Marketing and Finance

It has been an old age battle, a battle that either both suffer or both end up as a winner. It’s like a Celtics-Lakers rivalry that goes through the ages but both share the same success. A never ending confict that both parties would depict. Contradicting parties having diferrent views but had the common goal, but different objectives known to many as Marketing and Finance.

Being in a small enterprise or a multi-national corporation, these two departments would always have an argument. The Marketing would always want to sell as more as possible whereas the Finance people are looking on to save as much as possible. Being in the corporate world for almost half a decade, and being on the Finance side, I do always observe the cold shoulders between these two departments.
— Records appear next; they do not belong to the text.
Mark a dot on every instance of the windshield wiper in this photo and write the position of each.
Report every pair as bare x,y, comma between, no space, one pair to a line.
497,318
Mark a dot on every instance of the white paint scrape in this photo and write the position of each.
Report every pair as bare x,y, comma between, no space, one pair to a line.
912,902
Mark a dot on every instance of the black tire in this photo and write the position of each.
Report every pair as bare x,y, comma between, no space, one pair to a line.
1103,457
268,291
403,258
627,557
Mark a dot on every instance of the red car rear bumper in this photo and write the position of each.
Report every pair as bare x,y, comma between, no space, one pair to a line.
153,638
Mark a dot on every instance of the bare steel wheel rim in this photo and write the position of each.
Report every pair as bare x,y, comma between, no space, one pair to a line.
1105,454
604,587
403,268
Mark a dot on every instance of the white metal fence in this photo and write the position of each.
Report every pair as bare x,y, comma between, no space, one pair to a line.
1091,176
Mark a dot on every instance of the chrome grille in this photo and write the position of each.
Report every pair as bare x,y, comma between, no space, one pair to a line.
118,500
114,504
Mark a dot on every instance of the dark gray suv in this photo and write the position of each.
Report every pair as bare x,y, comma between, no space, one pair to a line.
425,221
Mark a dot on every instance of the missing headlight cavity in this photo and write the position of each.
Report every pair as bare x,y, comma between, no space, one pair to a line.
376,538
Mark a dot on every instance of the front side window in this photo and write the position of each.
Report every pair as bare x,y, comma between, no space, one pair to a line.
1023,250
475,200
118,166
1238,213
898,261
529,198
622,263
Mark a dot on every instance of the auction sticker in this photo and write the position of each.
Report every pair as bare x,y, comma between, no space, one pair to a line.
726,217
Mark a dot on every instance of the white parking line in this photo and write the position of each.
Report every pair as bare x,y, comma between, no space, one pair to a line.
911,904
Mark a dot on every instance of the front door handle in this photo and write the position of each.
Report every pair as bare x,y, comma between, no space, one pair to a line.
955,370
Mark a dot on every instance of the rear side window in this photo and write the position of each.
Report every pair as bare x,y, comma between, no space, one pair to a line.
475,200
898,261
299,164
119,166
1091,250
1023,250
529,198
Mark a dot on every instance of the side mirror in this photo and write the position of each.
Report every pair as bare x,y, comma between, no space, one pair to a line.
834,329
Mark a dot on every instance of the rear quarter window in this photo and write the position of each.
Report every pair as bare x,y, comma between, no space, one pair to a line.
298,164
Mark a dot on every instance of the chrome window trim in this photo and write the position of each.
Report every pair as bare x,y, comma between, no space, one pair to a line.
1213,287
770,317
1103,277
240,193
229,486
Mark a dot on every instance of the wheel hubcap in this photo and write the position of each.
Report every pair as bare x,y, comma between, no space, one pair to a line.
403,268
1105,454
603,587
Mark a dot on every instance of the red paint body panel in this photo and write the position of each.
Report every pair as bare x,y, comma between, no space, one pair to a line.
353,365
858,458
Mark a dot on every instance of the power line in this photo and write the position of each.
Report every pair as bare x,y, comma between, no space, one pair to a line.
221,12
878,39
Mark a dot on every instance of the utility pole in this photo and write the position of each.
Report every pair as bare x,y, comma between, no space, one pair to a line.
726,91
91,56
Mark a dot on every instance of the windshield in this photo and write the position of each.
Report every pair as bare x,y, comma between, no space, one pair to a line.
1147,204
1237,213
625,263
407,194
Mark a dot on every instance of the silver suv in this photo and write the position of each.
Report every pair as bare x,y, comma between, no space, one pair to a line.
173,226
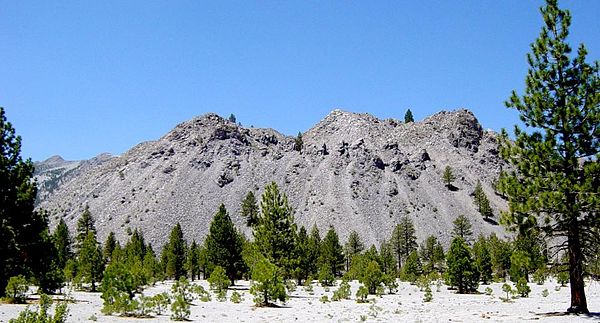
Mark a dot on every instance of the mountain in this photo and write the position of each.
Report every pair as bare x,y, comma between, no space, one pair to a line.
355,172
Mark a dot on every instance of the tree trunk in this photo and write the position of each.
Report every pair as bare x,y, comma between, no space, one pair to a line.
578,300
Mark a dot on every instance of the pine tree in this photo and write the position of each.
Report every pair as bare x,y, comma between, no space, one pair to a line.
276,230
62,242
462,228
85,225
193,261
175,254
21,228
412,268
500,252
232,118
448,177
482,202
90,261
404,239
408,117
314,250
298,143
223,246
352,247
304,264
557,164
388,261
109,246
250,209
462,273
483,259
432,254
331,255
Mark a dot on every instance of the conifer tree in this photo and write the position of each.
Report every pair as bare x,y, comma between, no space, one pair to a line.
90,261
109,246
483,259
482,202
555,182
21,228
462,273
500,251
432,254
250,209
62,242
298,143
352,247
462,228
223,246
408,117
304,264
412,268
193,261
232,118
404,239
85,225
275,234
448,177
175,254
388,261
331,255
314,249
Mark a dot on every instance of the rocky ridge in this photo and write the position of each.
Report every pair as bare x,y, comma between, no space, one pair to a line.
355,172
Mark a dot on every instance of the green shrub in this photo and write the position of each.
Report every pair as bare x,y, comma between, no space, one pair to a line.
390,283
290,285
29,316
161,301
361,294
183,288
343,292
146,306
326,277
428,295
180,309
522,287
16,289
236,297
267,285
540,276
218,280
508,290
202,293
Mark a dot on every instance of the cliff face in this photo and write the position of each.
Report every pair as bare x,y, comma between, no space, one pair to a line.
355,172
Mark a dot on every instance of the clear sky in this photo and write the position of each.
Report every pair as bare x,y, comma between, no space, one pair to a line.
79,78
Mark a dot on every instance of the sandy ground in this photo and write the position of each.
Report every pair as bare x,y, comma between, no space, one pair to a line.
405,306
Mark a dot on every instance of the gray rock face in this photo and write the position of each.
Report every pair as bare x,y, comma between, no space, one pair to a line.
355,172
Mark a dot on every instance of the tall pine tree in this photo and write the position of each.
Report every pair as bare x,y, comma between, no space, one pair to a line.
175,254
223,246
22,230
275,233
556,182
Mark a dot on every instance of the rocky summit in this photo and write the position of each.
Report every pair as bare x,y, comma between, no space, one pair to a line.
354,172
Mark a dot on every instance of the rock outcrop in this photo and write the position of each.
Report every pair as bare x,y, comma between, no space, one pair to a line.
355,172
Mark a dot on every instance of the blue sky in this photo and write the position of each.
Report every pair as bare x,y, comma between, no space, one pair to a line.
82,78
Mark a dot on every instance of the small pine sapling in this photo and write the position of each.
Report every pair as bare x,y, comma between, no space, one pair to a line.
180,309
361,294
236,297
522,288
161,302
428,295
Being a Finance person, our concerns would always be on “how we can minimize a specific cost”, “is it better to hold or sell a particular property”, “are we going to earn on the proposal at hand” and among others. This has been a norm, the concern of Finance people is the net income or net profit.

The sales person on the other hand would always tell you that “we can generate this amount of sales increase because of this project”, “we would be serving more clients if this deal would push through” and among others. Their concern is their ability to sell. As long as they are getting clients to transact business, they are doing great.

The two departments usually collide because the Finance people would look on the bottom line. Whereas the Sales people would look on the top line which is the Sales. Both have their own objectives, the Finance people would look on to the effect on the bottom line while the Sales people would look on the top line. Their concerns usually collide because there will be proposals that are costly to make and would only result to little earnings over the project cost.

Sales people usually are optimistic type of people who are always looking forward that great things are going to happen and their projections would come to results. They would dare to enter risky decisions to attain their objective of providing more sales to the organization. Managers who have come up with a new idea of engaging into a new venture would want to talk to sales people because they would feel that there are opportunities for the venture and would not want those opportunities to be wasted.

Finance people on the other hand are pessimistics, they might seem to appreciate an idea but are keen on giving an opinion because they are thinking of the risks that have to be overcome. They would always question an opportunity’s ability to generate results. Managers would also want to talk to them upon coming up with a new business idea because of the things that was not considered before making up the idea or the company’s resources are insufficient to pursue the idea.

Decisions have to be made in business and the concern of both parties are both considered. It is up to the CEO or the Management to choose to decide as to what actions are to be taken care of. Managers usually weigh the concerns of the two divisions because if they would keep on listening to the Sales team, they might engage into projects or ventures that would not result to profits. On the other hand, if they would keep to listen on the views of the Finance people, they might have let opportunities to earn slip through their hands.

Usually, what good managers do is that they weigh the concern of both parties and come up with solutions that would result to more sales and eventually more profits to the organization. Listening to only a few persons with the same objective would give you one result whereas listening to persons with diferrent objectives can open up the possibility of earning more and minimizing the risks that have to be gone through by way of technically studying the decision to be cared of.